Engine creation causes Segfault with Jetson AGX Xavier

Description

Hello,

I’m having a new issue when trying to build an engine on a Jetson AGX Xavier. Precisely when i’m running the function that is supposed to create a context from an ONNX model :

TRTUniquePtr<nvinfer1::IBuilder> builder{nvinfer1::createInferBuilder(gLogger)}; //Create builder pointer
TRTUniquePtr<nvinfer1::INetworkDefinition> network{builder->createNetworkV2(explicitBatch)}; //Create Network pointer
TRTUniquePtr<nvonnxparser::IParser> parser{nvonnxparser::createParser(*network, gLogger)}; //Create parser for ONNX model
TRTUniquePtr<nvinfer1::IBuilderConfig> config{builder->createBuilderConfig()}; //Create config (depends on TensorRT version)
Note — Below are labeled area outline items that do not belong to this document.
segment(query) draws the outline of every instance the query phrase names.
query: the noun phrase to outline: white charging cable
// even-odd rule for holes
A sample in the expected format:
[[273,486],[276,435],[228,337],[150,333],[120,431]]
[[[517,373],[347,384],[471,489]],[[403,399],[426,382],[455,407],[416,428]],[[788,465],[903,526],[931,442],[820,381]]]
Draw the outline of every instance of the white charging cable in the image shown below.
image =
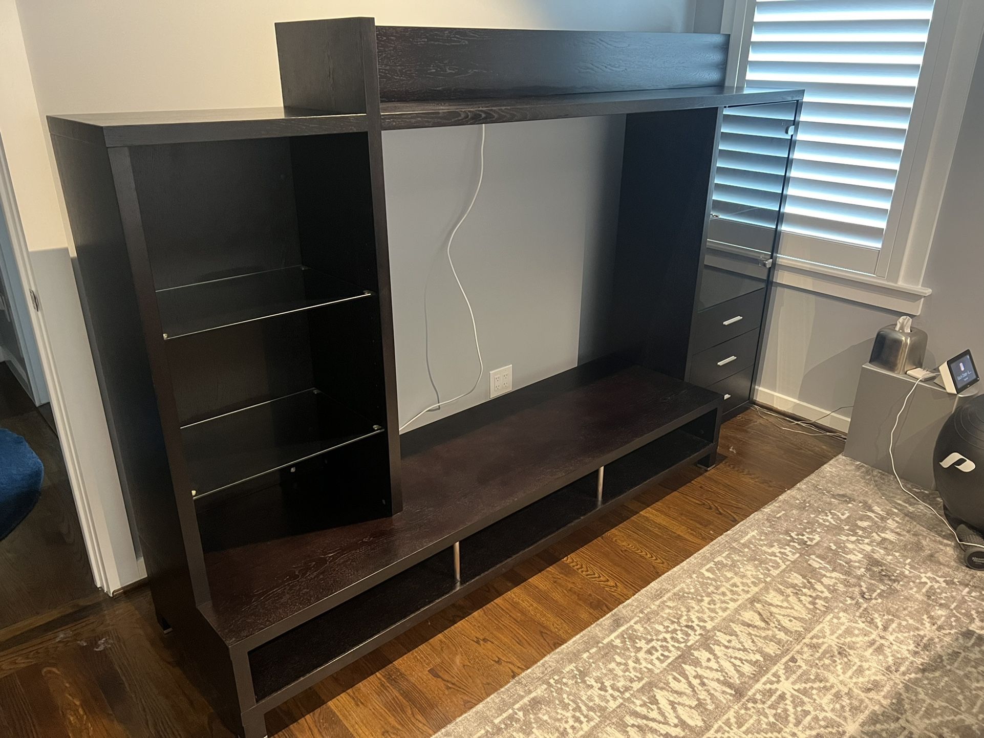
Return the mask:
[[957,545],[967,546],[969,544],[960,540],[960,536],[956,534],[956,530],[954,530],[953,526],[950,524],[950,521],[948,521],[944,516],[940,515],[940,512],[932,505],[930,505],[928,502],[919,499],[919,497],[916,496],[913,492],[910,492],[905,488],[905,485],[902,484],[902,478],[898,475],[898,471],[895,469],[895,430],[898,428],[898,420],[902,417],[902,413],[905,412],[905,407],[909,403],[909,398],[912,397],[912,393],[914,393],[916,391],[916,388],[919,387],[919,383],[922,382],[924,379],[932,379],[934,377],[936,377],[935,372],[929,372],[927,374],[923,374],[922,376],[918,377],[916,381],[912,383],[912,389],[909,390],[909,394],[906,395],[905,400],[902,400],[902,406],[898,409],[898,414],[895,415],[895,424],[892,426],[892,435],[889,437],[889,459],[892,460],[892,473],[895,475],[895,481],[898,482],[898,486],[902,490],[902,492],[907,494],[909,497],[918,502],[920,505],[924,505],[925,507],[932,510],[933,515],[935,515],[937,518],[943,521],[943,524],[946,525],[947,528],[950,530],[950,532],[953,534],[953,538],[956,539]]
[[[478,354],[478,376],[475,378],[475,383],[471,386],[470,390],[468,390],[467,392],[461,393],[457,398],[452,398],[451,400],[445,400],[443,402],[441,401],[441,395],[437,391],[437,386],[434,385],[434,378],[431,377],[431,386],[434,387],[434,392],[437,393],[437,396],[438,396],[437,400],[438,400],[438,401],[435,402],[434,404],[432,404],[430,407],[425,407],[424,409],[420,410],[420,412],[418,412],[416,415],[414,415],[409,420],[407,420],[405,423],[403,423],[401,426],[400,426],[400,432],[402,432],[404,428],[406,428],[410,423],[412,423],[418,417],[420,417],[421,415],[423,415],[425,412],[430,412],[431,410],[436,410],[442,404],[446,404],[448,402],[454,402],[454,401],[456,401],[458,400],[461,400],[461,398],[466,398],[468,395],[470,395],[471,393],[473,393],[475,391],[475,388],[478,387],[478,383],[482,381],[482,375],[485,373],[485,362],[482,360],[482,347],[478,343],[478,326],[475,324],[475,313],[471,309],[471,301],[468,299],[468,295],[467,295],[467,293],[465,293],[464,287],[461,286],[461,280],[458,277],[458,270],[455,269],[455,262],[451,258],[451,245],[455,241],[455,234],[458,233],[458,229],[461,227],[461,223],[464,222],[464,219],[468,216],[468,214],[471,213],[471,209],[475,205],[475,200],[478,199],[478,192],[479,192],[479,190],[482,189],[482,178],[484,176],[485,176],[485,124],[482,123],[482,140],[481,140],[481,145],[480,145],[479,150],[478,150],[478,184],[475,185],[475,192],[471,196],[471,202],[468,203],[468,207],[467,207],[467,209],[465,209],[464,215],[461,215],[461,217],[459,219],[459,221],[455,224],[455,227],[451,231],[451,235],[448,237],[448,245],[447,245],[447,247],[445,249],[443,249],[448,254],[448,264],[451,266],[451,274],[453,274],[455,276],[455,281],[458,282],[458,288],[461,291],[461,297],[464,298],[464,304],[468,306],[468,315],[471,317],[471,330],[472,330],[472,332],[474,334],[474,337],[475,337],[475,353]],[[440,253],[440,252],[438,252],[438,253]],[[436,256],[436,254],[435,254],[435,256]],[[434,265],[434,261],[435,260],[431,260],[431,270],[432,271],[434,269],[434,266],[433,266]],[[428,279],[428,281],[430,280],[430,273],[428,273],[428,275],[427,275],[427,279]],[[426,289],[425,289],[425,291],[426,291]],[[425,294],[424,295],[424,304],[425,304],[425,306],[426,306],[426,300],[427,300],[427,295]],[[426,307],[425,307],[425,310],[426,310]],[[426,323],[426,321],[427,321],[427,317],[426,317],[426,313],[425,313],[425,315],[424,315],[424,322]],[[428,363],[428,374],[429,373],[430,373],[430,367],[429,367],[429,363]]]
if (!parser->parseFromFile(model_path.c_str(), static_cast<int>(nvinfer1::ILogger::Severity::kINFO)))
{
    std::cerr << "ERROR: could not parse the model.\n";
    return;
}

// allow TensorRT to use up to 4GB of GPU memory for tactic selection.
config->setMaxWorkspaceSize(1ULL << 32);

// use FP16 mode if possible
if (builder->platformHasFastFp16())
{
    config->setFlag(nvinfer1::BuilderFlag::kFP16);
    std::cout << "Using FP16" << "\n";
}
engine.reset(builder->buildEngineWithConfig(*network, *config)); 
context.reset(engine->createExecutionContext()); 
 
TRTUniquePtr<nvinfer1::IHostMemory> engine_plan{engine->serialize()};
writeBuffer(engine_plan->data(), engine_plan->size(), enginePath);

The engine creation starts with some logs then display a warning and segfaults :

[W]onnx2trt_utils.cpp:364: Your ONNX model has been generated with INT64 weights, while TensorRT does not natively support INT64. Attempting to cast down to INT32.
Using FP16
[W]Detected invalid timing cache, setup a local cache instead
Segmentation fault (core dumped)

The thing is I also have this warning on my desktop computer and it works fine, I also use to have this warning on the same Jetson Xavier and it worked fine but since then the board was reflashed to have PLLAON as clock source (for some CAN issues) and I wonder if it could be related. And either way, how to solve it ?

[EDIT] As explained below it turns out the segfault was not related to TensorRT or the new clock source but simply to a stack memory limit

Environment

TensorRT Version: 8.0.1.6
GPU Type: Jetson AGX Xavier
Nvidia Driver Version:
CUDA Version: 10.2.300
CUDNN Version: 8.2.1.32
Operating System + Version: Ubuntu 18.04

Steps To Reproduce

Hi,

This looks like a Jetson issue. Please refer to the below samples in case useful.

For any further assistance, we will move this post to to Jetson related forum.

Thanks!

1 Like

Dear @rapha.lorenzolouis,
Did you check if the model is working with trtexec?
Is it possible to upgrade to Jetpack 5.0.1 and test?

Hello, thanks for the samples and the answer. It turns out it was an issue of stack memory limit elsewhere that caused the segfault.
It works fine now

Dear @rapha.lorenzolouis,
ok. So did you change stack memory limit using ulimit to fix the issue? Could you share how the issue was fixed to help others in community?

Hello,

I can’t share the full code but I kept the default stack size (which is quite low on the Tegra Xavier AGX) and rewrite a bit of code to use a pointer with memory properly allocated using malloc for a custom structure which must have been too large (also the declaration of this structure came after the TensorRT engine creation but caused the segfault while the create was going on, which led me to think it was related to this)

1 Like

This topic was automatically closed 14 days after the last reply. New replies are no longer allowed.